Many of us are looking forward to the end of the COVID-19 lockdown and the return to attending live sporting events, concerts, etc. Even though you will be able to attend events in person, chances are you will purchase your tickets online, or, if that fails, through a ticket broker. You may have wondered why ticket brokers always seem to get so many tickets so quickly.
The US Congress was concerned and in 2016, enacted the Better Online Ticket Sales Act (“BOTS Act”). The BOTS Act gives the US Federal Trade Commission (FTC) authority to take enforcement action against individuals and companies that use bots or other means to circumvent limits on online ticket purchases. The BOTS Act includes two important provisions:
- It is unlawful for any person to “circumvent a security measure, access control system, or other technological control or measure on an Internet website or online service that is used by the ticket issuer to enforce posted event ticket limits or to maintain the integrity of posted online ticket purchasing order rules.” 15 U.S.C. § 45c(a)(1).
- An “event” is:
(A) is open to the general public; and
(B) is promoted, advertised, or marketed in interstate commerce or for which event tickets are generally sold or distributed in interstate commerce.
Three FTC cases
On January 14, 2021, the FTC, through the US Department of Justice, brought its first court proceeding under the BOTS Act, filing federal court complaints against three New York ticket brokers. (United States v. Cartisim Corp., No. 21-cv-212 (E.D.N.Y. Jan. 14, 2021); United States v. Concert Specials, Inc., No. 2:21-cv-00214 (E.D.N.Y. Jan. 14, 2021); and United States v. Just in Time Tickets, Inc., No. 2:21-cv-00215 (E.D.N.Y. Jan. 14, 2021).) The FTC settled all three cases on January 19. The defendants did not admit or deny any wrongdoing.
Each ticket broker had previously signed an Assurance of Discontinuance with the New York Attorney General in 2016. The New York Attorney General had complained that the defendants’ use of ticket bots violated New York state law by using bots to bypass security measured to purchase tickets.
In the FTC cases, each of the defendants allegedly used a variety of ways to circumvent security and technological measures, including using ticket bots, CAPTCHA bypass software, IP proxies, fictitious names and addresses, and multiple credit card accounts. This chart summarizes the FTC complaints against each defendant relating to activity from 2017 to the present:
|Defendant||# IP addresses||# tickets purchased||# accounts used||# of credit cards used||# of names used||# of addresses|
|Just in Time Tickets||12,500||48,451||436||450||320||280|
The civil penalties for violations of the BOTS Act vary by year and are indexed to inflation. Each violation through January of 2018 had a civil penalty in the amount of $40,000; through February 2019 it increased to $41,484; and from February 14, 2019 through the present, it increased to $42,530. Note that there is no requirement that the penalties be limited to the defendants’ revenues or profits.
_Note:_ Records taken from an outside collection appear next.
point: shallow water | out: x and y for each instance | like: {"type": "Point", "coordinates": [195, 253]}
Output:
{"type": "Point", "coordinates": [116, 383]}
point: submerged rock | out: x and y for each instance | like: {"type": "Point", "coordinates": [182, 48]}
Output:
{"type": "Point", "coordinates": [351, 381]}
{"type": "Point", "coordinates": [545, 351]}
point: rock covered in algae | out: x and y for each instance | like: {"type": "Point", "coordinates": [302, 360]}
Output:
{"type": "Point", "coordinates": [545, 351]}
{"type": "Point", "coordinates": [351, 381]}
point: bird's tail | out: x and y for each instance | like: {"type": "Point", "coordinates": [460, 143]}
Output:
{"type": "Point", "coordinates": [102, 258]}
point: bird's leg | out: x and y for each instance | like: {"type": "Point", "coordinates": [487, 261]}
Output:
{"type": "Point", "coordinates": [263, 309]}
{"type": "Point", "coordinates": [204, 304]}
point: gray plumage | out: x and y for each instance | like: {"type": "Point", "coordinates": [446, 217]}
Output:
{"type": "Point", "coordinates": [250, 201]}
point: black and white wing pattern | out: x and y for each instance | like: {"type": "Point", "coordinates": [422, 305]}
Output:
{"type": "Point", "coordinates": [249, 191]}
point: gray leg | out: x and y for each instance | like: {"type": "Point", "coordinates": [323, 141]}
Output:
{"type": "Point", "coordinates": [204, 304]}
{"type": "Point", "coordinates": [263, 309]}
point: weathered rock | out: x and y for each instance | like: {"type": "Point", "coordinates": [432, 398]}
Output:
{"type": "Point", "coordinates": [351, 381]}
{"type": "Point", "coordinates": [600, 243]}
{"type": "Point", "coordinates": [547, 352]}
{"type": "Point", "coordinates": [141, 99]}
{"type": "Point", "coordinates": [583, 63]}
Consequently, the FTC’s orders with the defendants included penalties that exceeded their revenues:
|Just in Time Tickets||$11,200,000||$8,600,000|
Acting FTC Chair Slaughter acknowledged that the penalties exceeded revenues, although the amounts were subsequently reduced based upon each defendants’ financial statements indicating a lack of ability to pay. She also warned future violators of the BOTS Act: “if they get caught, they will not only have to disgorge the profits they made from cheating but also pay a penalty that may be many multiples thereof.”